07Frequently asked questions
What is The High Priestess?
The High Priestess is the most misunderstood card in the Major Arcana — not because she is obscure, but because she has been flattened into a vague symbol of 'intuition' or 'feminine mystery.' In truth, she represents the rigorous discipline of knowing what cannot be spoken, the architecture of silence, and the cost…
What does the The High Priestess card mean upright?
When The High Priestess appears upright, she is not offering answers. She is offering the question itself — and the patience to sit with it.
What does the The High Priestess card mean reversed?

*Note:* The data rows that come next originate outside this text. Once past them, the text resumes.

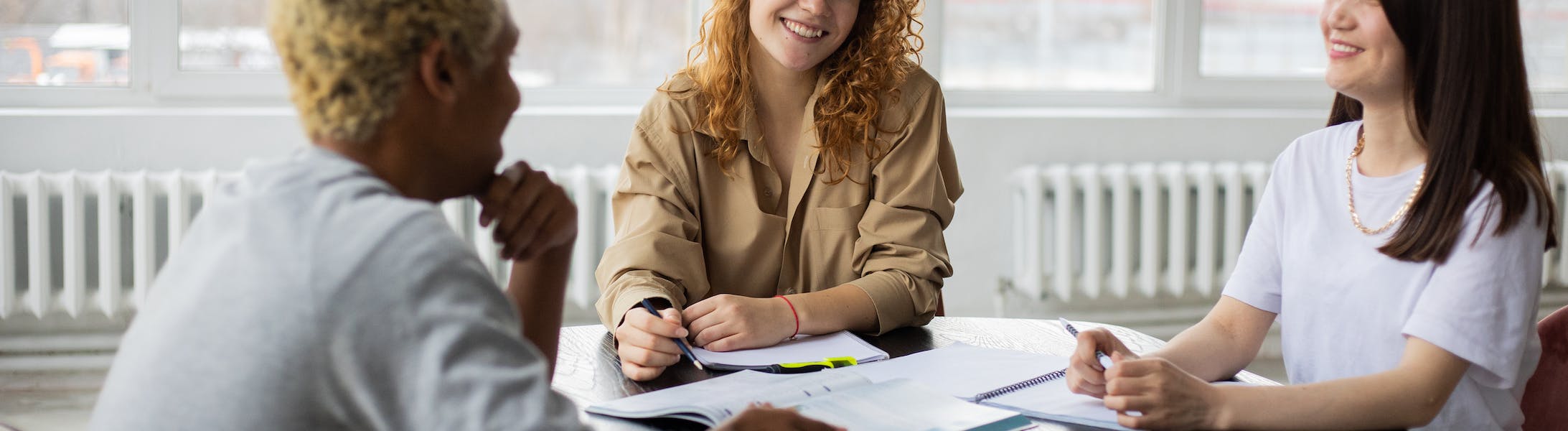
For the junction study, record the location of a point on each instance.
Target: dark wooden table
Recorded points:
(588, 371)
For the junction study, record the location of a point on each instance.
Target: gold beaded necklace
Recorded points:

The reversed High Priestess is not the opposite of intuition — it is intuition corrupted. When this card appears inverted, the veil has been torn, but not in a way that brings clarity.
What element is The High Priestess associated with?
The High Priestess is associated with the Water element.
Which planet rules The High Priestess?
The High Priestess is ruled by Moon.
Is The High Priestess a Major or Minor Arcana card?
The High Priestess belongs to the Major Arcana.